Rake 任务不在数据库中保存或创建新记录

Rake task not saving or creating new record in database

我创建了一个 ruby 脚本,如果我从控制台 运行 它可以正常执行。

该脚本从各种网站获取一些信息并将其保存到我的数据库table。

然而,当我想把代码变成rake任务时,代码仍然是运行s,但它没有保存任何新记录。我也没有从耙子中得到任何错误。

# Add your own tasks in files placed in lib/tasks ending in .rake,
# for example lib/tasks/capistrano.rake, and they will automatically be           available to Rake.

require File.expand_path('../config/application', __FILE__)

Rails.application.load_tasks

require './crawler2.rb'
task :default => [:crawler]

task :crawler do

### ###

require 'rubygems'
require 'nokogiri'
require 'open-uri'

start = Time.now

$a = 0

sites = ["http://www.nytimes.com","http://www.news.com"]

for $a in 0..sites.size-1

url = sites[$a] 

$i = 75

$error = 0

avoid_these_links = ["/tv", "//www.facebook.com/"]

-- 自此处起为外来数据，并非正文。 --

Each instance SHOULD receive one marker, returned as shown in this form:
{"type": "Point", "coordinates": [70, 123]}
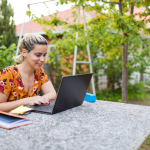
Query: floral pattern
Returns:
{"type": "Point", "coordinates": [8, 83]}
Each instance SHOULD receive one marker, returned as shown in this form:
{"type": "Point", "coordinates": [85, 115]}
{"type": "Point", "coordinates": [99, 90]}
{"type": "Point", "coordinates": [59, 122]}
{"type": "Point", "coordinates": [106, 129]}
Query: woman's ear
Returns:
{"type": "Point", "coordinates": [24, 52]}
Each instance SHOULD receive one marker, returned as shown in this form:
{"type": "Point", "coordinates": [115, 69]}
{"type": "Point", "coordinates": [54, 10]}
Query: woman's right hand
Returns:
{"type": "Point", "coordinates": [35, 100]}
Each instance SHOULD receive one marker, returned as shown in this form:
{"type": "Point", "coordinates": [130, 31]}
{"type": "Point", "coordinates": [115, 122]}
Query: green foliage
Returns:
{"type": "Point", "coordinates": [135, 92]}
{"type": "Point", "coordinates": [107, 33]}
{"type": "Point", "coordinates": [7, 26]}
{"type": "Point", "coordinates": [6, 55]}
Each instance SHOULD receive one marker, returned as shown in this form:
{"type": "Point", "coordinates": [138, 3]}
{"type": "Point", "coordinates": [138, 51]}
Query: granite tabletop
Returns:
{"type": "Point", "coordinates": [102, 125]}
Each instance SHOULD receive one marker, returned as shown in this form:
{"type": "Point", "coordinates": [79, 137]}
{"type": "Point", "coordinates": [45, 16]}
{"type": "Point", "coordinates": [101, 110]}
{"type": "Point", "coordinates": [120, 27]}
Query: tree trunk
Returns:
{"type": "Point", "coordinates": [124, 73]}
{"type": "Point", "coordinates": [141, 77]}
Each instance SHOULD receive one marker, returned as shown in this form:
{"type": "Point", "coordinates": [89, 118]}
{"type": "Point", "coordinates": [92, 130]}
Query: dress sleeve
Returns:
{"type": "Point", "coordinates": [43, 76]}
{"type": "Point", "coordinates": [6, 81]}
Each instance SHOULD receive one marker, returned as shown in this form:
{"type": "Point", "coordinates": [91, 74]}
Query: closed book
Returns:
{"type": "Point", "coordinates": [9, 121]}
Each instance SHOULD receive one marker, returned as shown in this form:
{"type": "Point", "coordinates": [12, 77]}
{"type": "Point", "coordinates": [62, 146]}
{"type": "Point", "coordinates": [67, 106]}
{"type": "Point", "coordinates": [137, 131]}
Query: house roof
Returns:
{"type": "Point", "coordinates": [37, 28]}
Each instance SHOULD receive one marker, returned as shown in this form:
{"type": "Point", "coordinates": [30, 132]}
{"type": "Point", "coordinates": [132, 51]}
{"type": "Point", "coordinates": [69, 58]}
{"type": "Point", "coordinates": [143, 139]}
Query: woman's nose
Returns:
{"type": "Point", "coordinates": [42, 58]}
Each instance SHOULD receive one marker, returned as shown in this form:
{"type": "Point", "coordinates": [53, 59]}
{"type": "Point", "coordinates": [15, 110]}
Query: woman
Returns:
{"type": "Point", "coordinates": [21, 84]}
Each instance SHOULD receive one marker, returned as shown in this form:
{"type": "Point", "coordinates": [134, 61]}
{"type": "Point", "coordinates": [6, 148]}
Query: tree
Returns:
{"type": "Point", "coordinates": [116, 33]}
{"type": "Point", "coordinates": [7, 26]}
{"type": "Point", "coordinates": [122, 22]}
{"type": "Point", "coordinates": [6, 55]}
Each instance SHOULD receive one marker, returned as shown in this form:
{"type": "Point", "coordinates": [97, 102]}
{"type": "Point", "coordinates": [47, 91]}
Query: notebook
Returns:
{"type": "Point", "coordinates": [9, 121]}
{"type": "Point", "coordinates": [71, 93]}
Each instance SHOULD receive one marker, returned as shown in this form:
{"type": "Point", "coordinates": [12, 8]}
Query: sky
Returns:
{"type": "Point", "coordinates": [20, 7]}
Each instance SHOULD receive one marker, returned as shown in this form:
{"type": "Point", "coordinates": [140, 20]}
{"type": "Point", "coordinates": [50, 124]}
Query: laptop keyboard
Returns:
{"type": "Point", "coordinates": [43, 107]}
{"type": "Point", "coordinates": [46, 108]}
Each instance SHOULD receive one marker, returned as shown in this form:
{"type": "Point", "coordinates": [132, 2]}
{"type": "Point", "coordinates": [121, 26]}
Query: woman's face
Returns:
{"type": "Point", "coordinates": [36, 57]}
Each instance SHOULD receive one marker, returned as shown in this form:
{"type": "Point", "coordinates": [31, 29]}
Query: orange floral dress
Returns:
{"type": "Point", "coordinates": [12, 85]}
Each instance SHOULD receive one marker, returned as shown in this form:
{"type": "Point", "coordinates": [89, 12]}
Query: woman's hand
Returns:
{"type": "Point", "coordinates": [36, 100]}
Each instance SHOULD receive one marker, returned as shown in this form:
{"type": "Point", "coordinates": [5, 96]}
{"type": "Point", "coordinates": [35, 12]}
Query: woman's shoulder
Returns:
{"type": "Point", "coordinates": [7, 70]}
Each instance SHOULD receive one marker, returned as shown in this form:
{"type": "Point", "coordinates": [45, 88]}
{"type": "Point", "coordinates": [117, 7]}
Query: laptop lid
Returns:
{"type": "Point", "coordinates": [71, 92]}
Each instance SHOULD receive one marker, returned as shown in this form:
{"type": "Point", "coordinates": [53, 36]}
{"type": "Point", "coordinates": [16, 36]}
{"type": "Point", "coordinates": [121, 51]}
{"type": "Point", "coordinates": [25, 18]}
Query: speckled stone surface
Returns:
{"type": "Point", "coordinates": [101, 125]}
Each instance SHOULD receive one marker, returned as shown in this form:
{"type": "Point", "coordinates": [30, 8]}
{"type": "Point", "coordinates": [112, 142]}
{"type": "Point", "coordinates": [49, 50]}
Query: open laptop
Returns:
{"type": "Point", "coordinates": [71, 93]}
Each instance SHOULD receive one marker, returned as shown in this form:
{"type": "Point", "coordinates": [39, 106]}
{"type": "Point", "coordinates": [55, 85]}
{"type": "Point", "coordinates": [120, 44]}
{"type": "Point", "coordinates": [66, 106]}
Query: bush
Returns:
{"type": "Point", "coordinates": [135, 91]}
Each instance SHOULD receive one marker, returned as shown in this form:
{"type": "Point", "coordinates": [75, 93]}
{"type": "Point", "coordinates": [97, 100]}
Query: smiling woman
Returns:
{"type": "Point", "coordinates": [21, 84]}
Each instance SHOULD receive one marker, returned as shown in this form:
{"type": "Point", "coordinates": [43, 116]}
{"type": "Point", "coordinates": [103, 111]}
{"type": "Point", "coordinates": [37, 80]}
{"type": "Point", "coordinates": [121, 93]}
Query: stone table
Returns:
{"type": "Point", "coordinates": [102, 125]}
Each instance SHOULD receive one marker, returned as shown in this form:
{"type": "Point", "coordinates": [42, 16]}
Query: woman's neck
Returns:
{"type": "Point", "coordinates": [26, 69]}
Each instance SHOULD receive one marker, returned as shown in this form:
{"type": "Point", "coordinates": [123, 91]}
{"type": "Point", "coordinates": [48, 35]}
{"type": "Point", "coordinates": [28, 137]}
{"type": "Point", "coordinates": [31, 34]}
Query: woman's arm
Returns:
{"type": "Point", "coordinates": [49, 91]}
{"type": "Point", "coordinates": [8, 106]}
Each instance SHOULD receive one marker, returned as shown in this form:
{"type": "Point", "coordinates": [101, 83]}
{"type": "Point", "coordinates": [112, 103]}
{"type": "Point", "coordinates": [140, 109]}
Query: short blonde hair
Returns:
{"type": "Point", "coordinates": [28, 42]}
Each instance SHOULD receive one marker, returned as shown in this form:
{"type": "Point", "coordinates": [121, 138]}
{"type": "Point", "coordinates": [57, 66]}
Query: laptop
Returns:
{"type": "Point", "coordinates": [71, 93]}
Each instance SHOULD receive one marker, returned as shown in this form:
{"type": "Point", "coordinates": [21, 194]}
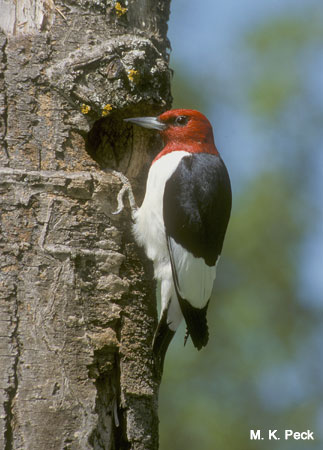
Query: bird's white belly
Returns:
{"type": "Point", "coordinates": [149, 228]}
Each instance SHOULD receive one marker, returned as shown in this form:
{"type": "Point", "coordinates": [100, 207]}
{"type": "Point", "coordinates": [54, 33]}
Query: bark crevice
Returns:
{"type": "Point", "coordinates": [12, 389]}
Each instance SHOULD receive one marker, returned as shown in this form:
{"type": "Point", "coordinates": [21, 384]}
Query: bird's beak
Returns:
{"type": "Point", "coordinates": [147, 122]}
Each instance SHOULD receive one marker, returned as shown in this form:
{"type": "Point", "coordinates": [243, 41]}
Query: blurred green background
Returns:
{"type": "Point", "coordinates": [256, 70]}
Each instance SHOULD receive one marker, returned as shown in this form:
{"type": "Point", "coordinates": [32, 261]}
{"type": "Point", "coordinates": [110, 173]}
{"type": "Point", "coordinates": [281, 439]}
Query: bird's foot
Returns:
{"type": "Point", "coordinates": [126, 187]}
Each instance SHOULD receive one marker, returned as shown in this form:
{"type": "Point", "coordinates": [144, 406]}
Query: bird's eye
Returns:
{"type": "Point", "coordinates": [181, 120]}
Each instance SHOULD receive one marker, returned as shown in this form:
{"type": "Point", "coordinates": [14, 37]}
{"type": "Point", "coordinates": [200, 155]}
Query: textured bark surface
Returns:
{"type": "Point", "coordinates": [77, 304]}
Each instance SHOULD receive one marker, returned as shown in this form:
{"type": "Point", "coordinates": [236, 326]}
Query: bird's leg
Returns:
{"type": "Point", "coordinates": [125, 188]}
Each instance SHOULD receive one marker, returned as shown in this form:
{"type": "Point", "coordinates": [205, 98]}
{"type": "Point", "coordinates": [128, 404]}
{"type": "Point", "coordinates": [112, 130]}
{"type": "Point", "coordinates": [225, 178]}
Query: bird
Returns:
{"type": "Point", "coordinates": [182, 222]}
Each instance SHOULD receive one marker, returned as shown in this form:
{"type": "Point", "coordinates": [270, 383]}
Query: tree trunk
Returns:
{"type": "Point", "coordinates": [77, 303]}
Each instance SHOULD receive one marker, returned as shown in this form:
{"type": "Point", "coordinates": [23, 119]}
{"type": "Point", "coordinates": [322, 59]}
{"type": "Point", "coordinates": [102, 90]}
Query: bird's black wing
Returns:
{"type": "Point", "coordinates": [196, 209]}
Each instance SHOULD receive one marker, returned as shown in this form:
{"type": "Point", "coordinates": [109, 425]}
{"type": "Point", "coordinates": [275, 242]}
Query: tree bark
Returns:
{"type": "Point", "coordinates": [77, 301]}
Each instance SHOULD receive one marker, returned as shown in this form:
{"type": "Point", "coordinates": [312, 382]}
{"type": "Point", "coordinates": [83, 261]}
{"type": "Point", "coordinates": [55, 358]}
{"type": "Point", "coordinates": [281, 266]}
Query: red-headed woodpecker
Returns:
{"type": "Point", "coordinates": [183, 220]}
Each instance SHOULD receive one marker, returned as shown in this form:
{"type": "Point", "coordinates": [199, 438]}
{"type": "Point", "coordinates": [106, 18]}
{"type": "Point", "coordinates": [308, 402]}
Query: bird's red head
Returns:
{"type": "Point", "coordinates": [181, 129]}
{"type": "Point", "coordinates": [188, 130]}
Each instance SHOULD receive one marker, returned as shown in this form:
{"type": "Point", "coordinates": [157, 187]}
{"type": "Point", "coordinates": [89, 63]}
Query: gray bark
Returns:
{"type": "Point", "coordinates": [77, 303]}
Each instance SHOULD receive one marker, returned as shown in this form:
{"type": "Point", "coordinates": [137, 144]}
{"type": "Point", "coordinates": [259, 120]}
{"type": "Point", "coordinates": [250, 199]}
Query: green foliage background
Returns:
{"type": "Point", "coordinates": [262, 368]}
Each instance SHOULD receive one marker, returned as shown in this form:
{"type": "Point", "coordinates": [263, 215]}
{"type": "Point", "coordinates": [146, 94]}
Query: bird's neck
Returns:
{"type": "Point", "coordinates": [190, 147]}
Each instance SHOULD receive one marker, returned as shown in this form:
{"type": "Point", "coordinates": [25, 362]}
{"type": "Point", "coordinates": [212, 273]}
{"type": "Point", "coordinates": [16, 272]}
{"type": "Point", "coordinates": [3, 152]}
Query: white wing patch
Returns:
{"type": "Point", "coordinates": [195, 278]}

doc = Nokogiri::HTML(open(url))

    links = doc.css("a")
    hrefs = links.map {|link| link.attribute('href').to_s}.uniq.sort.delete_if {|href| href.empty?}.delete_if {|href| avoid_these_links.any? { |w| href =~ /#{w}/ }}.delete_if {|href| href.size < 10 }

#puts hrefs.length

#puts hrefs

for $i in 0..hrefs.length
    begin

        #puts hrefs[60] #for debugging)

    #file = open(url)
    #doc = Nokogiri::HTML(file) do

        if hrefs[$i].downcase().include? "http://"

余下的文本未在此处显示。